When asked, Salesforce admins often answer that the company is responsible for security. Security is a shared responsibility with SaaS applications. Your provider secures the infrastructure and your administrators and developers are responsible for ensuring least privileged access.
Cloud misconfigurations are responsible for a tripling of data breaches. Misconfiguration usually occurs when security settings are allowed to default, inappropriate access levels are assigned, or data barriers are not created to protect sensitive data. Configuring a low-code platform is so easy that the low-code administrator often doesn’t understand the impact of ticking a box.
Looking at the impact of a simple check, these are the three most risky misconfigurations on the Salesforce platform: Modify All Data (MAD) and View All Data (VAD), Sharing & Sharing Groups, and Running Apex code without the “runAs” method .
Let’s take a look at each and the impact they can have.
Sharing Groups are very powerful, but they may accidentally give access to unauthorized users.
MAD and VAD
We’ll start with the obvious and most dangerous. Change all data and view all data permissions do exactly what they say. These are the super user permissions for Salesforce.

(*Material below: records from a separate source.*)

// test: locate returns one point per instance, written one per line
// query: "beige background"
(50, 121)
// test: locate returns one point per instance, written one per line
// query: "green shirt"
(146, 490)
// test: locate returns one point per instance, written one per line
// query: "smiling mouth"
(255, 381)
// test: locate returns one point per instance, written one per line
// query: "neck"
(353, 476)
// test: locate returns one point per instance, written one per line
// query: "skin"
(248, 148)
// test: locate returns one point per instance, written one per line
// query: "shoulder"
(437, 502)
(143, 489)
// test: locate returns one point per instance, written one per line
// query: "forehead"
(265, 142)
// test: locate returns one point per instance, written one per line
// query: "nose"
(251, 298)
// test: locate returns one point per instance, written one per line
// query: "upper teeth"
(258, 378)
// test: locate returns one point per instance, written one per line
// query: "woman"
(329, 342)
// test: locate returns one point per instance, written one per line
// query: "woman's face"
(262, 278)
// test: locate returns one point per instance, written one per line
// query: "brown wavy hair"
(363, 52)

If a user has VAD, he has read access to every data record in the system. MAD means they can also update and delete any record. These permissions should only be given to administrators and even then to a very limited number of people.

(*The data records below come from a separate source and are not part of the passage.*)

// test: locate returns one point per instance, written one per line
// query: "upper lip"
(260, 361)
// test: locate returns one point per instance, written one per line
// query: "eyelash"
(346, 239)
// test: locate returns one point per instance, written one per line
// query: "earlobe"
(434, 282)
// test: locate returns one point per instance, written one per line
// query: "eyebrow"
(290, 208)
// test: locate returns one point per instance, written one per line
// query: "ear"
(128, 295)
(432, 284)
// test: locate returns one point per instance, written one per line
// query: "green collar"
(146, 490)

Why would an administrator be tempted to give MAD or VAD to non-administrators? The typical case is when a user cannot access data that they need to see. The administrator reviews the user’s profile and permission sets, all sharing rules, and the role hierarchy, and can’t determine why the user can’t see the information. As a “workaround” they give the user MAD or VAD and now the user can see the records – along with everything else in the system.
This error can also happen when developers run into the same dilemma. They temporarily turn on MAD in the user profile to make progress in their code and later forget they turned it on.